An October report from the House Foreign Affairs Committee provided insights into key findings and recommendations for the successful implementation of the USAID Global Health Supply Chain Program- Procurement and Supply Management (GHSC-PSM) project.
On October 15, 2018, the House Foreign Affairs Committee (HFAC) published a report, Oversight Investigation: USAID Global Health Supply Chain Contract. The report offers key findings and recommendations for the many stakeholders of the USAID Global Health Supply Chain Program – Procurement and Supply Management (GHSC-PSM) project, including USAID, the State Department’s Office of the Global AIDS Coordinator, the President’s Malaria Initiative (PMI), Chemonics, and others. Chemonics respects and welcomes oversight and interest from Congress on the GHSC-PSM project.
“Congress plays a vital role in ensuring U.S. taxpayer dollars are used responsibly and effectively, and we are committed to ensuring this project, as well as all our projects, are implemented efficiently and successfully,” said Chemonics Executive Vice President Jamey Butcher, who led Chemonics’ efforts to improve GHSC-PSM’s performance. “Over the past year, I and other project leaders have been happy to brief HFAC and other Capitol Hill staff, at their request, providing information about the scope of the project and updates on the project’s progress.”
GHSC-PSM experienced challenges as it started up, partially due to an abbreviated transition from previous supply chain projects. Other challenges included launching the project simultaneously in 33 countries and establishing new, more rigorous standards for on-time delivery. Upon detecting issues in on-time delivery rates in late 2016, Chemonics began working closely with USAID to implement changes that would improve the project’s performance. Those improvements have yielded positive results.

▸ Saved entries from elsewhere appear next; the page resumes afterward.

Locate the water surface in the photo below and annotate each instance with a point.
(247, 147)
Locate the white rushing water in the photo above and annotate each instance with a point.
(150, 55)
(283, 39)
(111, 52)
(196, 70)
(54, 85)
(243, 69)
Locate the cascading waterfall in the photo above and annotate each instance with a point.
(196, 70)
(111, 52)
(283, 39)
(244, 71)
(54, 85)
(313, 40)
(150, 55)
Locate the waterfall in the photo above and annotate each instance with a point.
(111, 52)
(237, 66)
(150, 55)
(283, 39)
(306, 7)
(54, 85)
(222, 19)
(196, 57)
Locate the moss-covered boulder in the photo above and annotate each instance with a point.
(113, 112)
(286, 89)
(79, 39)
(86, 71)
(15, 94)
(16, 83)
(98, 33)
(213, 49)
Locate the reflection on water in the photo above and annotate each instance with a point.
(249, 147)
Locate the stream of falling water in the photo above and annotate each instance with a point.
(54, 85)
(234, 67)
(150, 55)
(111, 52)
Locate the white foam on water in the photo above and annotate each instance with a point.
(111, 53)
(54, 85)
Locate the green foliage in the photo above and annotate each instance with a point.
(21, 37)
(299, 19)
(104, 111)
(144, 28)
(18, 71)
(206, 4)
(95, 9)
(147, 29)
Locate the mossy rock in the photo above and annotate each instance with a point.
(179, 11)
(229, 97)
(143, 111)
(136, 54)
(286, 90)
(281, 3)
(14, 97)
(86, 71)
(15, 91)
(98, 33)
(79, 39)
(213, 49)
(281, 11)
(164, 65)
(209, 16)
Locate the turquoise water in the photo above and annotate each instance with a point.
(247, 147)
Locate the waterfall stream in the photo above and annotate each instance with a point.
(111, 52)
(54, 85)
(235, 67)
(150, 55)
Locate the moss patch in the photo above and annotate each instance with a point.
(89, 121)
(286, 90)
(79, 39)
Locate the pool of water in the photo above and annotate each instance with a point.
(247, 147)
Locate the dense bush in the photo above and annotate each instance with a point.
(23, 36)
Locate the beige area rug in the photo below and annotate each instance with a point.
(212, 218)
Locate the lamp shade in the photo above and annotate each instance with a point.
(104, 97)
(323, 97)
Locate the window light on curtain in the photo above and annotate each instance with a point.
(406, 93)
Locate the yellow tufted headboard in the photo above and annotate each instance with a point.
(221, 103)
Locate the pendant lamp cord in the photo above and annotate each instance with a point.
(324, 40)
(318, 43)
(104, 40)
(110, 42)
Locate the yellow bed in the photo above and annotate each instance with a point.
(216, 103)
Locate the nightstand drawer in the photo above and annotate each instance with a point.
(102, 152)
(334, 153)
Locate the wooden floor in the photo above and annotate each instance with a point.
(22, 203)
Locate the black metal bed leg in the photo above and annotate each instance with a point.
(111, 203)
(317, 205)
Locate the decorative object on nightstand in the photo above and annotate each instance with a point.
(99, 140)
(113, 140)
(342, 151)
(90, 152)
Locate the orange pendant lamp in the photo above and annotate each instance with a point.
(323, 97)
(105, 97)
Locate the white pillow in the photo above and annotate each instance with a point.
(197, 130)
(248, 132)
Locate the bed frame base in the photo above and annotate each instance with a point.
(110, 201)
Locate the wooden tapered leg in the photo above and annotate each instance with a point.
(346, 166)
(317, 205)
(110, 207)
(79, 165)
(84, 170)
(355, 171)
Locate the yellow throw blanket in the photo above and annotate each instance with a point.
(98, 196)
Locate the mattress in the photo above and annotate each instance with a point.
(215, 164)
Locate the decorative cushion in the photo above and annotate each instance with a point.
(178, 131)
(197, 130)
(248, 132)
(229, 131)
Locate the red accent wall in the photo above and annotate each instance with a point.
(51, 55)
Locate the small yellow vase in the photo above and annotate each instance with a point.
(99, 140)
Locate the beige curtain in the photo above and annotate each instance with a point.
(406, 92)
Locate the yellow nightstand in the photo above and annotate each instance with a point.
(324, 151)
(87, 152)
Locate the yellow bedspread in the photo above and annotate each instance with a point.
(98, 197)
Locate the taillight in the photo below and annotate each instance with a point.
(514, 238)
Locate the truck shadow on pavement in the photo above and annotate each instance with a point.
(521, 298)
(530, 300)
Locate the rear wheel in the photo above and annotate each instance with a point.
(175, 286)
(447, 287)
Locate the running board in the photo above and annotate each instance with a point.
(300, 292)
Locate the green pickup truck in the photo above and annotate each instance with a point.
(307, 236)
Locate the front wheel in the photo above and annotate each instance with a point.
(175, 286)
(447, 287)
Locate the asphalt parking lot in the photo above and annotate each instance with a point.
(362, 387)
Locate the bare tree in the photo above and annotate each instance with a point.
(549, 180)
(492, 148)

For the third quarter of FY2018, on-time delivery averaged 73 percent and was 82 percent in June. The latest data show a provisional on-time delivery rate of 84 percent in July and 88 percent in August. Over the life of this project, GHSC-PSM has procured more than $1.3 billion in health commodities, including antiretroviral therapy (ART) to provide more than 2.9 million person-years of HIV treatment and antimalarials to treat nearly 99 million infections. In the third quarter of FY18, GHSC-PSM delivered a line item approximately every 1.4 hours.

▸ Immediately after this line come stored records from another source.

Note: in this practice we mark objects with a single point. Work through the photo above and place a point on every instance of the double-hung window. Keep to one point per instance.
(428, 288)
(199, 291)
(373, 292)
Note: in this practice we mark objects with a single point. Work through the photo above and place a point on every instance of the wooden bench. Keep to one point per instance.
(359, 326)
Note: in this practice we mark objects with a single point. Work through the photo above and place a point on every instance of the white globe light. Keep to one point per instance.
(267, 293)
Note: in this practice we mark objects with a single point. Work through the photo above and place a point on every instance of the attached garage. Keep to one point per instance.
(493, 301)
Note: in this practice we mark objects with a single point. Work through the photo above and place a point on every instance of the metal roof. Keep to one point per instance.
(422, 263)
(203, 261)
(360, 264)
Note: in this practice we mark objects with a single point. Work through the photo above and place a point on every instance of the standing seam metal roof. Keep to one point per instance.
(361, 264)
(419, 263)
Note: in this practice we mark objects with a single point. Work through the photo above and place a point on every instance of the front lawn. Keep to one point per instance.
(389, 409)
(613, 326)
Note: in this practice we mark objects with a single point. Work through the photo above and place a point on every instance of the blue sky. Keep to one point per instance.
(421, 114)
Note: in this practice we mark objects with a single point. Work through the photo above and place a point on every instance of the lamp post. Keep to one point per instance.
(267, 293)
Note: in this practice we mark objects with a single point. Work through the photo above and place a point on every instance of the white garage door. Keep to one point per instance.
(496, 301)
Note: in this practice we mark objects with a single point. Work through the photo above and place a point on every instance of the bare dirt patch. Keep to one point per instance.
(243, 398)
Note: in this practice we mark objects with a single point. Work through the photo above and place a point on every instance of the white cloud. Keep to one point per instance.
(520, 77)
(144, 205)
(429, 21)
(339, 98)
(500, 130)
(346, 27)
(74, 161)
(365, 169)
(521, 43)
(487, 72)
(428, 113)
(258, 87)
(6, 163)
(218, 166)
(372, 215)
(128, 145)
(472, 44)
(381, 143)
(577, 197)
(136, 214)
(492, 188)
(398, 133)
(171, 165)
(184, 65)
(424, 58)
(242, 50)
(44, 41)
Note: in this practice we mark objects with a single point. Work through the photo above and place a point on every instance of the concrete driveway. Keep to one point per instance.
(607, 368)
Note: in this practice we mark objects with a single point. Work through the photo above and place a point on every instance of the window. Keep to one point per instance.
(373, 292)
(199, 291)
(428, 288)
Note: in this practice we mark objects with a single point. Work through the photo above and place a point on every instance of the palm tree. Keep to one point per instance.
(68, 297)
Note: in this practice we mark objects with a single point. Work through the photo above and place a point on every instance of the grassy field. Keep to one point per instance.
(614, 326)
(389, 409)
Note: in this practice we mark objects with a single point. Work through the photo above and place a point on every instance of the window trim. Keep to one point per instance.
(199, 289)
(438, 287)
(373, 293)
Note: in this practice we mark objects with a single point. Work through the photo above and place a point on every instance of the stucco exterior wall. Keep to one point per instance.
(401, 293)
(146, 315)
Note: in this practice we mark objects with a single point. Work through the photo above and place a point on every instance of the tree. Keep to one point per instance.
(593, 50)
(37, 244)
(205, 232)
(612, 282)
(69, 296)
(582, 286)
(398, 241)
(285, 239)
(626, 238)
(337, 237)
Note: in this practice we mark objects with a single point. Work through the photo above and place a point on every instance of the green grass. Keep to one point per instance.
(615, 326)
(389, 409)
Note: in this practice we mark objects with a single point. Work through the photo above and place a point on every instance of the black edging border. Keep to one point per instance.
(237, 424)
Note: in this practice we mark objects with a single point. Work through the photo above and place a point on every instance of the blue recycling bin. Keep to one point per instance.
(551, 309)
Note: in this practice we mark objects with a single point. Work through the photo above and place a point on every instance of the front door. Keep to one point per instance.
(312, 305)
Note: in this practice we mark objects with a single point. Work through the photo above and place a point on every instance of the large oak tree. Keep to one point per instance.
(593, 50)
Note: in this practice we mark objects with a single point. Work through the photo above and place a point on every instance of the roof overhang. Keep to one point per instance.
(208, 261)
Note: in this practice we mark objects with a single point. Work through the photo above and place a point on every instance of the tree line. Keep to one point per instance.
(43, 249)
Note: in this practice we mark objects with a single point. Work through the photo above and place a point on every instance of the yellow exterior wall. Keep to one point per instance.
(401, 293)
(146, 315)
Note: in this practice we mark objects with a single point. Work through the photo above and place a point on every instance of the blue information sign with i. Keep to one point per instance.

Ensuring patients get the health commodities they need is Chemonics’ highest priority. For that reason, GHSC-PSM continuously analyzes any impact of late deliveries of life-saving medicines to assess their impact on stock levels, and ultimately on patients. To date, GHSC-PSM has not found evidence that any patients have been forced off treatment due to GHSC-PSM’s late deliveries. This report confirms that life-saving services were not denied to patients due to late deliveries by GHSC-PSM. That said, Chemonics remains committed to the mission of GHSC-PSM: ensuring uninterrupted supplies of health commodities to save lives and create a brighter future for families around the world. Continual improvement is a central pillar of the GHSC-PSM program, and Chemonics continues to work closely with USAID to achieve a state-of-the-art global health supply chain.